On the Pirates: They're atrocious? They played like the Red Sox did last week. I don't suppose it had anything to do with their common opponent. Every game I see the Mets lose to the Pirates is a blur of futility. They lose by 9-0 and 5-0 and 4-0 and 5-1 and now 11-1. The only NL teams the Mets have a losing record against when I'm in the neighborhood are the Braves (13-21) and the Pirates (11-12). I should hate the Pirates more than I do, but look where hating the Braves has gotten me.

My favorite thing about Fireworks Night is that if you leave after the game, you have the easiest trip of the year out of Shea (unless the year is 1993 and the trippin' is automatically easy). 54,000 filled the stands/seats Monday night. Maybe 4,000 departed in advance of the postgame show. Walking unmolested to the 7 — no pushing, no shoving, no waiting — I fantasized I had a police escort. Clear the way, folks! Clear the way! Half of Faith and Fear has to make his train at Woodside! My fantasies are pretty tame.

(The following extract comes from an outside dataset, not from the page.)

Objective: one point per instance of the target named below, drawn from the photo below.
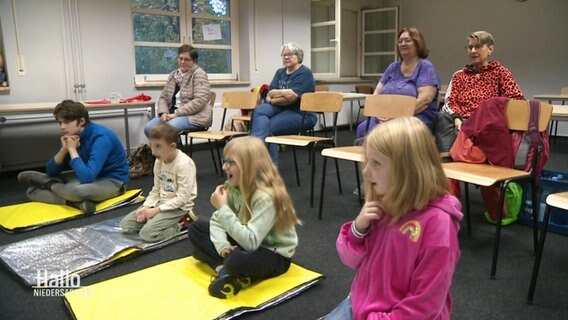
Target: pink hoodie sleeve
(351, 249)
(430, 281)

Made that train. Was on it in Forest Hills when I saw colored lights filling the northern sky. It was those Shea fireworks after all. Got to see 'em and got to walk in the door before 11:30. The Mets still lost, the night was still weird and the foul ball was still elsewhere.

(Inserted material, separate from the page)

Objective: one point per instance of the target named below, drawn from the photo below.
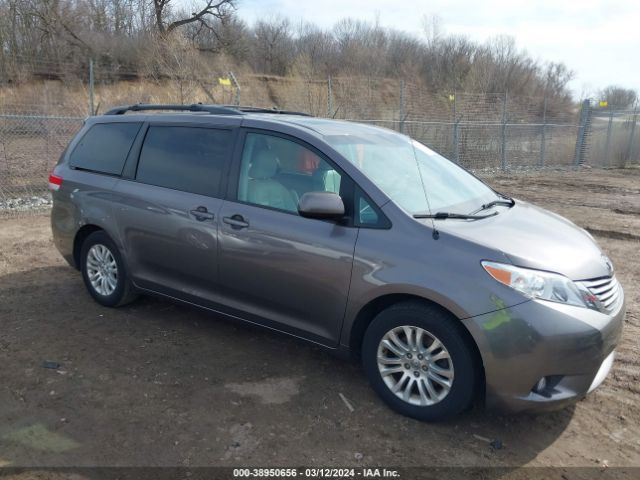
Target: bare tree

There's no moral except maybe that more kids should chew their thumbs.

4 comments to One for the Thumb

  • Anonymous

    An usher was awakened to settle the dispute.

  • Anonymous

    The only good things about going to the game last night were (1) teaching my kids the “Jose” chant (anyone have an MP3?) and (2) hearing Ray Charles' America the Beautiful sung to fireworks.
    The rest of the evening I could have done without.
    Thank goodness for Endy & X-Man today.

  • Anonymous

    Having attended games mostly in the loge level over the past couple of years (that's where the company my dad works for has its season tickets), I could relate to what you said about really being able to see the goings-on. Just about every game, at least one foul ball comes within a couple of rows of where we're seated, but never quite close enough to get.
    I did get hit in the hand by a batting-practice home run once, back in '98. One of the players from the opposing team (I'm pretty sure it was Dante Bichette) saw what happened and made sure someone gave me the ball.

  • Anonymous

    I went to a Pawtucket Pawsox game on that weird and unfortunate night and there was a lined shot towards the roof of the upper deck which ricocheted straight down and hit a little girl. It was pretty scary. So scary, in fact, that I almost missed the diving catch that Adam Stern made in left field immediately afterwards. (Stern, David Pauley, Wily Mo Pena–I was surprised how many names I recognized).
    The Mets will always be my #1 team, but I gotta say, what I've done with the Pawsox is almost as special to me. I've been to somewhere in the neighborhood of a dozen Pawsox games in my lifetime and I've only lost once (and we arrived in the 3rd inning, so it hardly counts). The majority of those games were won in walk-off fashion (at least three of which were in extra-innings). Somehow, at McCoy stadium (home of the world's longest game (33 innings 25 years ago)) baseball hits all the spots.
    This time, the Pawsox fell behind quickly, 7-1, with some of the worst infield play I've ever seen. I thought some of the Cyclones I'd seen on opening day had found their way onto the Pawsox. To make things worse, we had standing room-only tickets (as is often the case at McCoy Stadium, regardless of the Pawsox record). But why did I ever doubt the good ol' Pawsox? They scored 8 runs in the final three innings. A reliever came in with the bases loaded and 1 out and escaped unscathed. David Murphy, the right fielder, gunned-down a runner at the plate to end the top of the tenth. A “Red Baron” and his manager (a Phillie farm team, I've seen Charlie Manuel himself throw out twice) were thrown out for arguing about the ump's erratically mobile strike-zone (Angel Hernandez's disciples). And the Pawsox won in the bottom of the tenth.
    Pawsox games are funny like that. Maybe the Mets could a learn a thing or two. Tuesday's game was a step in the right direction.